Professor O’Dwyer says: “We want to provide the greatest access possible, as novel treatments are making a difference to patients. For example, in multiple myeloma, a cancer of the bone marrow, there has been a stepwise increase in survival, over the last 15 years, as a result of the incremental improvements with each new drug developed. In the 1990s the median survival for the condition was three years. Today, 50 per cent of patients can expect to live five to seven years, and a small proportion of those with a better risk profile can actually be cured.”

Clinical trials in Ireland

The problem is, it may take years before a new drug is approved and the government agrees to pay for it. Frequently, the only way for patients to gain early access is via a clinical trial.

In this regard, an exciting area of blood cancer research is immunotherapy, which uses components of the immune system such as antibodies or cells to fight the cancer. Later this year BCNI will be launching, among others, a Phase I clinical trial to test a new antibody for multiple myeloma treatment. This antibody, which was approved last November by the US Food and Drug Administration but is not yet available in Europe, binds to the surface of myeloma cancer cells, inducing their death. It will be tested in combination with a standard initial chemotherapy regimen for myeloma, which may play an important role in reactivating the immune system.

“This trial is unique to Ireland,” explains Professor O’Dwyer. “It will be the first to combine this antibody with a backbone regimen containing cyclophosphamide for initial treatment. And we believe that, because of the immunogenic effects of the chemotherapy regimen, the combination has the potential to greatly enhance the antibody’s activity.”

Another promising research area focuses on small molecules similar to carbohydrates, called glycomimetics. Professor O’Dwyer is currently leading a clinical trial using one of these compounds as a novel therapy for acute myeloid leukaemia – a cancer of the blood and bone marrow and the most common type of acute leukaemia in adults. 

Patients benefit

 “It’s great to be able to give patients the opportunity to try novel treatments that could potentially help control their disease, especially when standard treatment options have been exhausted.
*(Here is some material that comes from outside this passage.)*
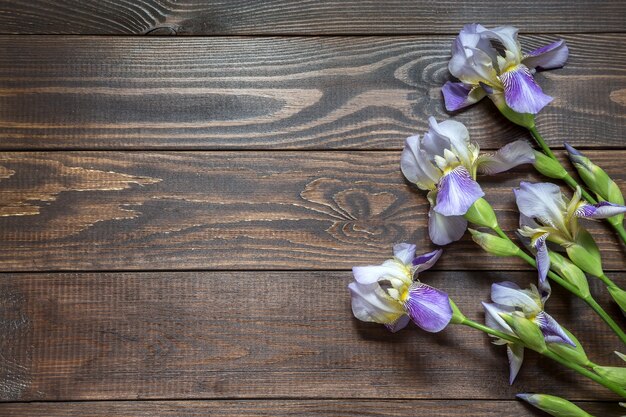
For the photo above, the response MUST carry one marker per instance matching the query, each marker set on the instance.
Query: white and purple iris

Increasingly, with an improved understanding of blood cancer biology and targeted treatments, patients are deriving real benefit. In addition, we are better able to establish the optimal dose of new drugs, reducing the risk of side effects,” says Professor O’Dwyer.

Phase I clinical trials were once considered as a last resort, he adds. Now, they are increasingly viewed as a real option for many patients. “Ultimately, participation in clinical trials means patients can access promising, potentially-life saving treatments faster, for their own benefit, and that of future patients.”